Embodiment 3(a) of this disclosure relates to the crystalline HCl salt form of Embodiment 3, wherein the crystalline HCl salt form is characterized by a powder X-ray diffraction pattern comprising peaks at 13.7, 15.4 and 16.3±0.2 degrees 2 theta as measured by X-ray powder diffraction using an X-ray wavelength of 1.54 Å.

Embodiment 3(b) of this disclosure relates to the crystalline HCl salt form of Embodiment 3, wherein the crystalline HCl salt form is characterized by a powder X-ray diffraction pattern comprising at least one peak selected from 5.9, 7.3, 13.4, 13.7, 15.4, 16.3, 17.7, 18.7, 21.0, and 22.4±0.1 degrees 2 theta as measured by X-ray powder diffraction using an X-ray wavelength of 1.54 Å.

Embodiment 3(c) of this disclosure relates to the crystalline HCl salt form of Embodiment 3(a), wherein the crystalline HCl salt form is characterized by a powder X-ray diffraction pattern comprising peaks at 13.7, 15.4 and 16.3±0.1 degrees 2 theta as measured by X-ray powder diffraction using an X-ray wavelength of 1.54 Å.

Embodiment 4 of this disclosure relates to the crystalline HCl salt form of Embodiment 1 or Embodiment 2, wherein the crystalline HCl salt form is characterized by a powder X-ray diffraction pattern comprising at least two peaks selected from 5.9, 7.3, 13.4, 13.7, 15.4, 16.3, 17.7, 18.7, 21.0, and 22.4±0.2 degrees 2 theta as measured by X-ray powder diffraction using an X-ray wavelength of 1.54 Å.

Embodiment 4(a) of this disclosure relates to the crystalline HCl salt form of Embodiment 4, wherein the crystalline HCl salt form is characterized by a powder X-ray diffraction pattern comprising at least two peaks selected from 5.9, 7.3, 13.4, 13.7, 15.4, 16.3, 17.7, 18.7, 21.0, and 22.4±0.1 degrees 2 theta as measured by X-ray powder diffraction using an X-ray wavelength of 1.54 Å.

Embodiment 5 of this disclosure relates to the crystalline HCl salt form of Embodiment 1 or Embodiment 2, wherein the crystalline HCl salt form is characterized by a powder X-ray diffraction pattern comprising at least three peaks selected from 5.9, 7.3, 13.4, 13.7, 15.4, 16.3, 17.7, 18.7, 21.0, and 22.4±0.2 degrees 2 theta as measured by X-ray powder diffraction using an X-ray wavelength of 1.54 Å.
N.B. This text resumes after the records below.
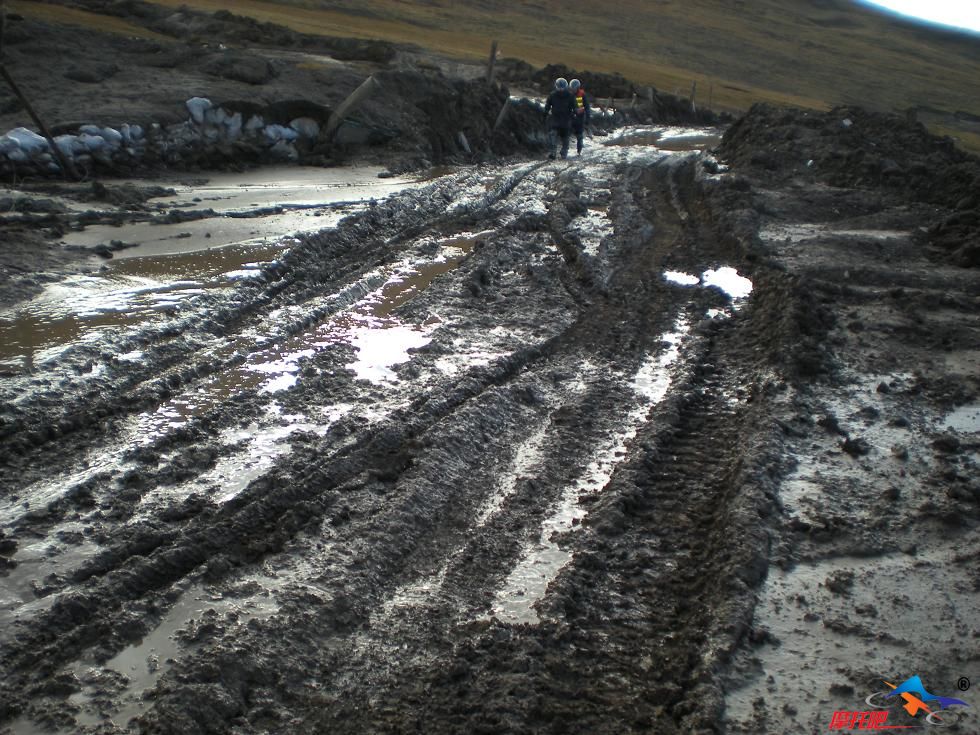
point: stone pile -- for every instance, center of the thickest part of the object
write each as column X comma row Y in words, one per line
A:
column 210, row 132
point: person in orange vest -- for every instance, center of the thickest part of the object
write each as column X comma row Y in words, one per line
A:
column 582, row 112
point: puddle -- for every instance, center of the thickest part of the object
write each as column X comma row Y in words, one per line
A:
column 529, row 580
column 380, row 341
column 681, row 279
column 140, row 666
column 727, row 279
column 525, row 464
column 797, row 233
column 674, row 140
column 125, row 293
column 592, row 228
column 172, row 263
column 965, row 419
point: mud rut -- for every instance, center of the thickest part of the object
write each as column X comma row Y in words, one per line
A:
column 549, row 517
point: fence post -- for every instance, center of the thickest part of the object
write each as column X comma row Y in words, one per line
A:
column 368, row 87
column 491, row 64
column 502, row 115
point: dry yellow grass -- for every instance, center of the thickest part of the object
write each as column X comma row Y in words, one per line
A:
column 82, row 19
column 802, row 54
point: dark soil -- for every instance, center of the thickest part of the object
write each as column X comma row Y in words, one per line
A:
column 702, row 490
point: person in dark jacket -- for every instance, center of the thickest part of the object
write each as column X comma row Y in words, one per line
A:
column 561, row 105
column 582, row 112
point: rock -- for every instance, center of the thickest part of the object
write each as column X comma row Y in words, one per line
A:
column 27, row 140
column 241, row 67
column 856, row 447
column 94, row 75
column 840, row 582
column 947, row 444
column 306, row 127
column 198, row 106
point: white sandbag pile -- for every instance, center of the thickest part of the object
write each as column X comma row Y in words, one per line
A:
column 209, row 129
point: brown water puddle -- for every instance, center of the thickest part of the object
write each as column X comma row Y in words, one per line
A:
column 125, row 293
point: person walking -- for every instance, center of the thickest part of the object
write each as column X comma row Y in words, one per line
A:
column 561, row 105
column 582, row 112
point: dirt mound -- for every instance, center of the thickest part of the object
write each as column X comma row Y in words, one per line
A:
column 851, row 147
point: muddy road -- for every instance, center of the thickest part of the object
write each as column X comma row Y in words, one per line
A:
column 538, row 447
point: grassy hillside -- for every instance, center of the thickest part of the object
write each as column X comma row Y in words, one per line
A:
column 812, row 53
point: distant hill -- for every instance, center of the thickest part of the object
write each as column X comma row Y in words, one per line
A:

Embodiment 5(a) of this disclosure relates to the crystalline HCl salt form of Embodiment 5, wherein the crystalline HCl salt form is characterized by a powder X-ray diffraction pattern comprising at least three peaks selected from 5.9, 7.3, 13.4, 13.7, 15.4, 16.3, 17.7, 18.7, 21.0, and 22.4±0.1 degrees 2 theta as measured by X-ray powder diffraction using an X-ray wavelength of 1.54 Å.